What is it?
Ferrari established a whole new school of thought with its 296 GTB. It’s a supercar for the modern age, with a full hybrid setup helping to bring the option of pure-electric running in a car that can still bring fearsome acceleration. But far from resting on its laurels, Ferrari has now transferred this into a new drop-top version – the 296 GTS.
Continuing a long and esteemed bloodline of convertible Ferraris, can the 296 GTS deliver the same high-octane experience as its GTB stablemate? We’ve been finding out.
Now obviously, the biggest change here is that folding hard top roof. Elegant in design, it takes just 14 seconds to raise or lower at speeds of up to 28mph. When it’s fully retracted, a height-adjustable section of glass sits in the middle, helping to reduce buffeting at speed.
Ferrari has also added extra strengthening to the 296 GTS to compensate for the roof being lopped up, but despite this, it weighs only slightly more than the GTB. You can also specify a more focused Assetto Fiorano package for the GTS, bringing Multimatic shock absorbers and bodywork tweaks for extra downforce.
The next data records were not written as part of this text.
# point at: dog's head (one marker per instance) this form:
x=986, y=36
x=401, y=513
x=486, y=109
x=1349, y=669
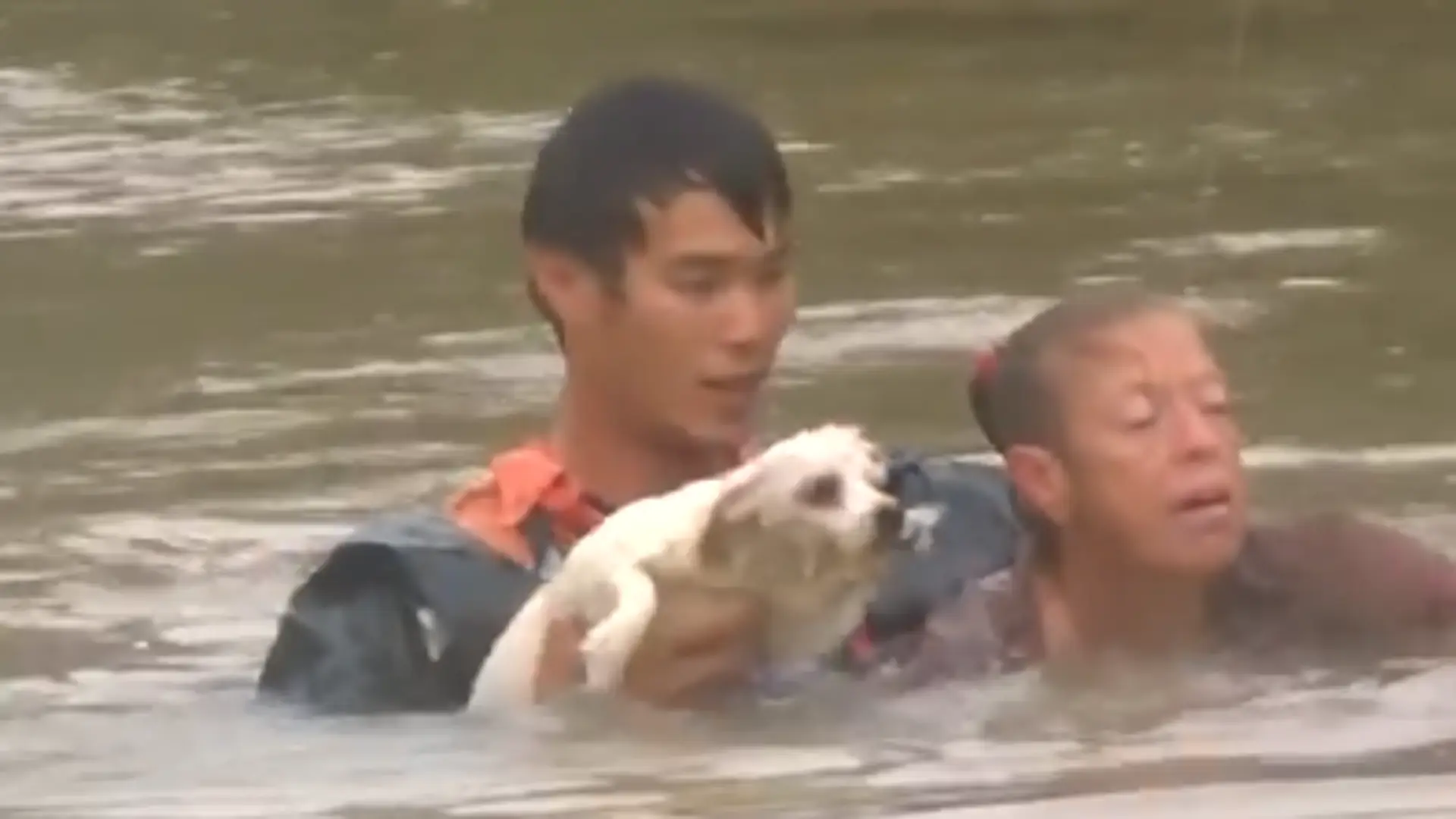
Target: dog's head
x=827, y=484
It’s a set of measures designed to angle the GTS towards on-circuit work.
What’s under the bonnet?
You’ll find the same V6 twin-turbocharged setup in the middle of the 296 GTS as you will in the GTB, developing 819bhp and 740Nm of torque. Thanks to an electric motor – positioned between the engine and the eight-speed dual-clutch gearbox – and a 7.45kWh battery, the GTS can travel for up to 22 miles on electric power alone at speeds of up to 84mph. It’ll take around two hours to fully charge via the plug, too, though Ferrari emphasises that it’s more easily charged via the engine. The whole setup can return up to 43.5mpg, while emissions are impressively low at 153g/km CO2.
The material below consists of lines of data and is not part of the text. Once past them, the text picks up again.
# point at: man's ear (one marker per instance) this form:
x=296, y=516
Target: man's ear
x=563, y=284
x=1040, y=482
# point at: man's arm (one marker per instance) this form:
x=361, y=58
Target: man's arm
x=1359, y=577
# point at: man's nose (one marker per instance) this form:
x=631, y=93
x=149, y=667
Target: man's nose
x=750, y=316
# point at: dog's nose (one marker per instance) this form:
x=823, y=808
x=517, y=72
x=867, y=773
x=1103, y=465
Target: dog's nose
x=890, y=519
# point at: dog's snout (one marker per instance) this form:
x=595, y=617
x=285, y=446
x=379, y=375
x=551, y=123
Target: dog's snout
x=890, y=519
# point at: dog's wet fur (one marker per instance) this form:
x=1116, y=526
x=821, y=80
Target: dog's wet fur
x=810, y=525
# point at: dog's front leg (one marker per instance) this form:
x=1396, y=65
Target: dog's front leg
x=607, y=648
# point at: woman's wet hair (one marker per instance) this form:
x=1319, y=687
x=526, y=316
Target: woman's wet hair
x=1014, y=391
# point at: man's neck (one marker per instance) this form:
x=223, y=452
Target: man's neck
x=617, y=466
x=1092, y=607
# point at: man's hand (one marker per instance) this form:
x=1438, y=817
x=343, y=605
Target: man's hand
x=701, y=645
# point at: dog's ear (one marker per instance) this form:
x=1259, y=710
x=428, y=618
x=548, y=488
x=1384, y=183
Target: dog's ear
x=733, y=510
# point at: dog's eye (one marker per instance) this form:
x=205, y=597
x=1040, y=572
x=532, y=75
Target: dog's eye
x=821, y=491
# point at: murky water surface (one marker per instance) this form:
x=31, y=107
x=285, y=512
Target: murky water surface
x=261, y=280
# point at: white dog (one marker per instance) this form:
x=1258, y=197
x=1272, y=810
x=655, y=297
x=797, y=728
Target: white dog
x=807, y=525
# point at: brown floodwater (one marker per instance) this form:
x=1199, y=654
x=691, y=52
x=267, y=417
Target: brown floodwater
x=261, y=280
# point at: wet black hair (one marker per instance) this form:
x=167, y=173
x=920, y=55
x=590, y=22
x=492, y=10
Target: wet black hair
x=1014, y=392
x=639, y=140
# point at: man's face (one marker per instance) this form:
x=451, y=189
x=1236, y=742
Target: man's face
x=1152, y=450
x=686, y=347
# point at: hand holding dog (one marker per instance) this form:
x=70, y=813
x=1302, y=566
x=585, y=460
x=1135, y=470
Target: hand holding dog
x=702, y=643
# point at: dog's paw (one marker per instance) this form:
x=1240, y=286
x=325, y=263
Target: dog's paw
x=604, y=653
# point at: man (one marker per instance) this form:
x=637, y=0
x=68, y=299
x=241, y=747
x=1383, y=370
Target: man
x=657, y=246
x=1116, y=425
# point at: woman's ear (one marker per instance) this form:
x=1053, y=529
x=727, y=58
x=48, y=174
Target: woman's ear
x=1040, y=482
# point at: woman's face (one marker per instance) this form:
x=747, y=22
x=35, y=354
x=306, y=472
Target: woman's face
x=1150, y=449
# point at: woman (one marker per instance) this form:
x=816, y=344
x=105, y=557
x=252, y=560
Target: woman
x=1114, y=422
But when that V6 engine is blended with the electric motor for performance, you can get from 0-60mph in just 2.7 seconds and carry onwards to a top speed of 205mph. It’s blistering performance, that’s for sure.
What’s it like to drive?
It’s often the case that a convertible version of a standard supercar is the less focused, more blunted option. However, Ferrari hasn’t paid any attention to this. The 296 GTS is sharp, lively and exceptionally direct.
That V6 engine – which has gained the nickname ‘piccolo V12’, or baby V12 – is easily one of the most accomplished on sale today, howling away while giving superb responses no matter the situation. And then there’s the traction, which is close to astounding. Even during a torrential Italian downpour, the 296 GTS seemed to generate grip out of nothing, and even through slippery hairpin bends.
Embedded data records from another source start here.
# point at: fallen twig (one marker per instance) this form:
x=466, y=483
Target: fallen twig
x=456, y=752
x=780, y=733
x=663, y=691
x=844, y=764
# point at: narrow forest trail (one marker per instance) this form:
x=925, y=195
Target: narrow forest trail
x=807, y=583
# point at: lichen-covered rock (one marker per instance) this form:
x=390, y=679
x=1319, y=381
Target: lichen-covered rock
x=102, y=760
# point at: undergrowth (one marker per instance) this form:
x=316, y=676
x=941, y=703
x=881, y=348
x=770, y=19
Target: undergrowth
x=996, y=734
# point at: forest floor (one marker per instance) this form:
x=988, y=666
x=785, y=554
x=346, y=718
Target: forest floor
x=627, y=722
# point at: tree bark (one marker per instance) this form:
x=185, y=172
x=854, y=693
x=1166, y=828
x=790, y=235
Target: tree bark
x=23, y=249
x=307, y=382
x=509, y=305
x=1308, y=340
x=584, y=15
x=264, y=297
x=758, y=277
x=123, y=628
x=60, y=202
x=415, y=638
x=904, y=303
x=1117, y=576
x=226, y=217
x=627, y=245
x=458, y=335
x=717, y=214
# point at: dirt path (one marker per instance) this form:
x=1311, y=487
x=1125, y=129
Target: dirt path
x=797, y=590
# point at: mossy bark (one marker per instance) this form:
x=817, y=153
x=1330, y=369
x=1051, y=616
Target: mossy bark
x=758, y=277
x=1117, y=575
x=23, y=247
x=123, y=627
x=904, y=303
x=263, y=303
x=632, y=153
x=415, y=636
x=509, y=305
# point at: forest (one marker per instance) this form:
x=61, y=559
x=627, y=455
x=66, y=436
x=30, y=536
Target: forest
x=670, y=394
The 296 GTS even shone on the motorway where, roof raised, it remained quiet and composed with minimal wind noise. There doesn’t seem to be a lot of sacrifice in opting for the drop-top over the coupe, in truth. It’s also great to have the option to run on electric power around town, too, with the GTS doing well to top up the batteries with engine and braking power even when they’re fully depleted.
How does it look?
Ferrari has managed to transfer the look of the 296 GTB over to the GTS largely unscathed. The buttress-style sections behind driver and passenger add an old-school appearance to the GTS, while behind them there’s a smoke section of glass which allows you to peer through and view the V6 engine underneath. The full-width ‘aerobridge’ in the middle looks particularly striking.
The real drama in the look of the GTS comes in that elaborate folding metal roof. It’s an elegant process, with the rear section raising or lower and the roof moving concertina-fashion at a steady pace. If the GTS hadn’t made much of an entrance already, operating that roof will no doubt get you noticed.
What’s it like inside?
As with all Ferrari models, the cabin of the GTS is really focused around the driver. Everything is angled towards the person behind the wheel, so you do feel the centre of attention when you’re driving. That said, Ferrari still includes a small screen ahead of the passenger, too, which gives them access to performance figures and also allows them to control the media functions of the car. The seating position is wonderfully set up, though we did find the seats fitted to our particular car a little firm on the lower back.
Everything is finished to a high standard, too, with great materials used throughout. There’s also a small boot area under the bonnet, which is large enough for a few soft weekend bags, so there is an option when it comes to storage.
What’s the spec like?
As we’ve come to expect from Ferrari models, the 296 GTS is jam-packed with technology. There’s a huge central screen head of the driver, which is where you control practically everything in the car, from the heated seats to the navigation. Herein lies the slight issue, in that there are so many functions located in one screen – controlled via the buttons on the steering wheel – that it can become a little confusing.
The screen is sharp and great to look at, mind you. The steering wheel also controls functions such as the audio volume, selected track, lights and driving modes. It can feel a little intimidating, to begin with, but it actually soon becomes second nature.
There’s no need to make any bones about it – the 296 GTS is an exceptional car. Quite often there’s a downside to lopping off the roof of a car but, with the GTS, that doesn’t seem to be the case. It steers, accelerates and performs just as you’d expect a cutting-edge supercar to, but takes this to an extra dimension with the ability to lower the roof.
Add in its electric-only ability and this quickly becomes a drop-top that can do it all. You expect big things from Ferrari and in the 296 GTS, it has more than delivered.